This two-volume book is one of the earliest and most influential works to study the Chinese language using functional grammar. Using local Beijing vernacular as a basis, the information structure and focus structure of the Chinese language are systematically examined. By using written works and recordings from Pekingese, the authors discuss topics such as the relationship between word order and focus and the distinction between normal focus and contrastive focus.

In addition, the authors also subject the reference and grammatical categories of the Chinese language to scrutiny while discussion of word classes and their functions creatively combine modern linguistic theory and traditional Chinese linguistic theory. This book will be of interest for students and scholars of Chinese linguistics and linguistics in general.

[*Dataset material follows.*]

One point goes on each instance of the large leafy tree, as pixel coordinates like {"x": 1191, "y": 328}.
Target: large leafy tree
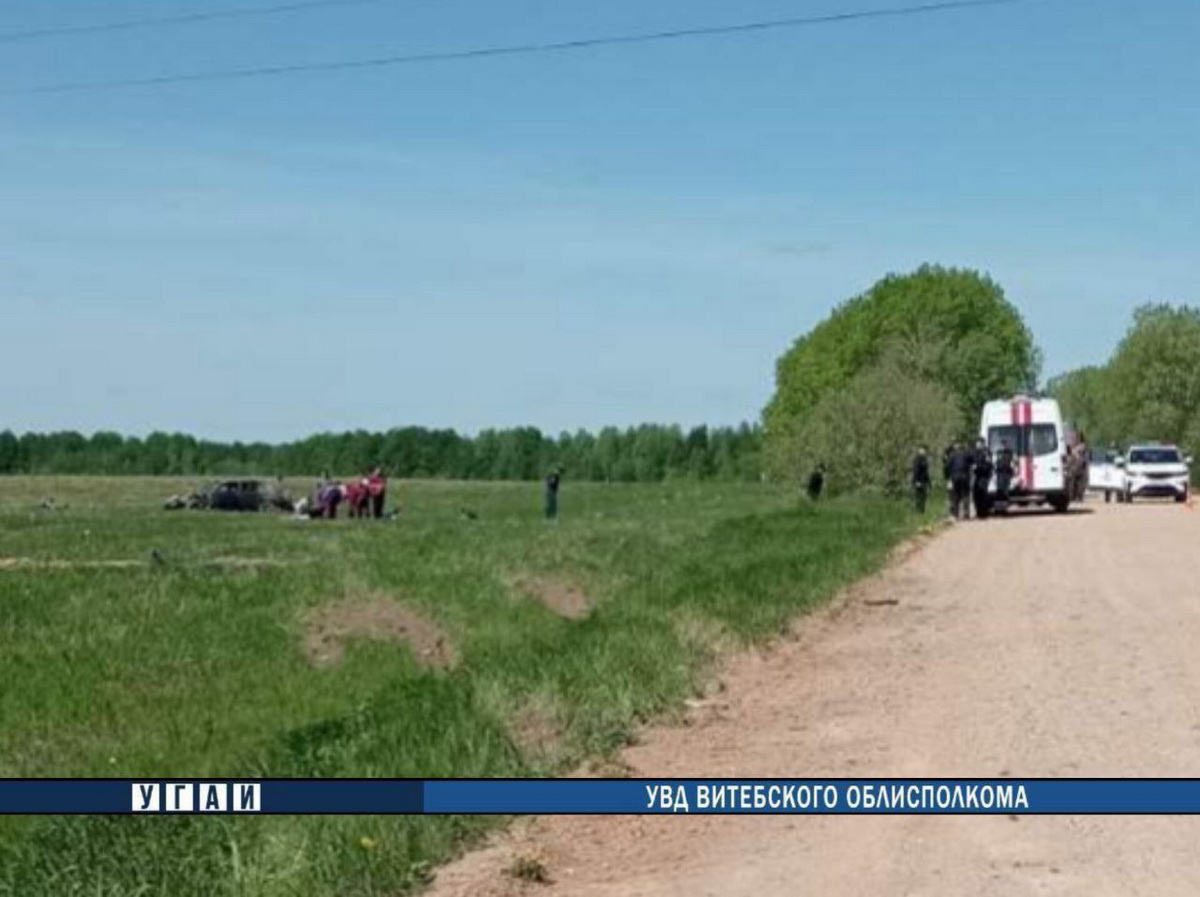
{"x": 949, "y": 327}
{"x": 865, "y": 433}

Introduction: Corpus and Approach. I: Information Structure. 1. Thematic Structure of Spoken Pekingese. 2. Thematic Structure in Narration: Sentence-middle Modal Particles. 3. Thematic Structure in Conversation: An Analysis of Translocation. II: Focus Structure. 4. Word Order: Object vs. Directional Complement. 5. Word Order: Object vs. Verbal Classifier. 6. Means for Contrastive Focus Representation. III: Backgrounding Constructions. 7. A Transitivity Interpretation of Serial Verb Constructions in Chinese. 8. Imperfective Clause "V着". 9. Zero Cataphora of Clause Subject

I: Reference. 1. Chinese Nouns and Nonreferential Expression. 2. Referential vs. Nonreferential: The Possessive Construction. 3. Indefinite Objects in Ba-sentences. 4. Functional Extension of the Reference Category. II: Grammatical Categories. 5. Space and Time: Cognitive Basis and Functional Shifting of Word Classe. 6. Rhetorical Conversion and Grammatical Conversion. 7. Scope and Hierarchies of Qualitative Adjectives. 8. Predicate Adjectives in Modern Chinese. 9. Grammaticalization of the Tentative Category

Bojiang Zhang is a professor from the Institute of Literature, Chinese Academy of Social Sciences. He is currently the Editor-in-chief of Literary Review(《文学评论》). He is also a professor at University of Chinese Academy of Social Sciences, Fudan University and Renmin University of China. He has been working on syntactic theory, functional grammar and discourse analysis of Chinese.

Mei Fang is a professor from the Institute of Linguistics, Chinese Academy of Social Sciences. She is currently the Deputy Editor-in-chief of Studies of the Chinese Language ( 《中国语文》) and the vice president of Chinese Language Society. She has been working on Chinese grammar and discourse analysis with the functional approach, focusing on the emergent nature of grammatical patterns, pragmaticalization, and grammar in interaction.